Whereas China resorts to the old standard free market principles, and has come up with an ingenious and potentially profitable project, OBOR (One Belt One Road – now more commonly known as BRI – Belt and Road Initiative), to unite its trading partners in Eurasia, Europe and Africa, the die-hard US seems only capable of using the same old boring threats and other forms of bullying to force its clients to “buy American.” And as if BRI were not enough, China just last month opened its new oil futures market in Shanghai, with the novel twist of denominating its shares in petroyuan convertible to gold, as we reported here. A translation we featured in July 2017 had already foreshadowed the Chinese oil futures market, which is now a reality and is a direct threat to the USD.

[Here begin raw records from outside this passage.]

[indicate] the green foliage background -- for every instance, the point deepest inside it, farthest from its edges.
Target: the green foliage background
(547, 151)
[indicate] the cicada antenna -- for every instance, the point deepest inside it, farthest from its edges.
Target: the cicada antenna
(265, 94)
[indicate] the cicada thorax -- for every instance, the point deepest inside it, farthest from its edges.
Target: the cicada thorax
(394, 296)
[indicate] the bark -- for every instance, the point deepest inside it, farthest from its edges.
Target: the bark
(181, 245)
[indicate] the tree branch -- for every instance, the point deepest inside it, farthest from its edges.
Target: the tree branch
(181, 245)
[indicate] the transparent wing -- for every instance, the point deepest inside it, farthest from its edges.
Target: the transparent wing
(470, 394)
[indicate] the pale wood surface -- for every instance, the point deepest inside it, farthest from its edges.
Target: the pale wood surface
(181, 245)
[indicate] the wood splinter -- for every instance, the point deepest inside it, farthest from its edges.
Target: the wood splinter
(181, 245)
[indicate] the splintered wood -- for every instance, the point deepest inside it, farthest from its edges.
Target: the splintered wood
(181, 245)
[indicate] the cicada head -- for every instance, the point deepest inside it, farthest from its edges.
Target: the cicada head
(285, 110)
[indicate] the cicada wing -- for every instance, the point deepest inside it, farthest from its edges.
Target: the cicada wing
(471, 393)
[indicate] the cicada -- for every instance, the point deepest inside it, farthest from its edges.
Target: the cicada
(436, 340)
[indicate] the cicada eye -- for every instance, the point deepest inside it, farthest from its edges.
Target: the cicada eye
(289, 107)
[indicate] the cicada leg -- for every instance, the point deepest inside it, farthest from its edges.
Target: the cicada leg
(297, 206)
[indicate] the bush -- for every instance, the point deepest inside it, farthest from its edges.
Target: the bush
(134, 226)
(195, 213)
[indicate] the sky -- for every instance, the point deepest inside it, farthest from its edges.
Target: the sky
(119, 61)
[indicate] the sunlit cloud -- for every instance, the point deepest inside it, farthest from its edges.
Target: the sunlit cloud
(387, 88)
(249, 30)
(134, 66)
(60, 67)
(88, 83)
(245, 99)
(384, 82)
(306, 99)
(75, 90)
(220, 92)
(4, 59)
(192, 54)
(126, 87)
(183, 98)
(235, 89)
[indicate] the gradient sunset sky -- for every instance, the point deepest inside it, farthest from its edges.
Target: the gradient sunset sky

Trump’s trade war with China is also problematic. Firstly, most economists worth their salt will tell you that slapping tariffs on imports is a lousy idea that rarely works because the trading partner you are targeting can do likewise to you. And sure enough, China is eyeing all kinds of tariff targets, such as Harley-Davidsons, Apple, Intel, Boeing, foodstuffs such as soybeans, fruit, pork, and autos. China also has the option of scaling back treasury purchases or even selling off dollar reserves. Russia will do its part as well. Trump may be right in one respect: The US has a huge trade deficit with China, buying much more from them than it sells to them, and China is therefore more vulnerable than the US in terms of imports – but that is only if we forget that dollars are US exports. Considering the USD, China can theoretically win the trade war hands down.
Even so, the timing may not be so good for Trump. Even as the US dreams of becoming the world’s biggest oil exporter, precisely the fracking industry stands to lose the most as a result of Trump’s new tariffs. His 25% tariff on steel will make this commodity significantly more expensive, benefitting steel workers for now, but also threatening to drive up the price of US oil even more by raising the price of the steel pipes used in the oil fields.
Just the prospect of these tariffs has also had a dampening effect on world stock and oil prices, whereas the US needs high oil prices just to break even in the oil market, which so far is drowning in debt, as reported here, here, here and pretty much anywhere you look.
The good news is that if the US can lay down the stick and pick up the carrot, and if it can beat its swords into ploughshares, there is no limit to the prosperity that may await the country.
But to achieve this will require a cultural tectonic shift. The American people themselves will have to do an about-face, learning responsibility and a serious attitude toward life, putting aside petty differences and becoming a truly united nation. As such they will have to go to war against an irresponsible government that exploits their differences, their lack of will and self-sacrifice and their Pollyanna view of themselves and their country. So far, while they are not as eager to go to war as they have been in the past, they have a long way to go before they change their way of thinking, actively demand peace of Washington and make a real change.
Failing this, if the American people continue to show a severe lack of will power and seriousness, there is no use looking to their politicians for hope. The change will have to come from abroad.
But after all, who among the passengers of a sinking ship would refuse a rescue from a ship under any other flag? A healthy dose of reality may just be exactly what the doctor ordered.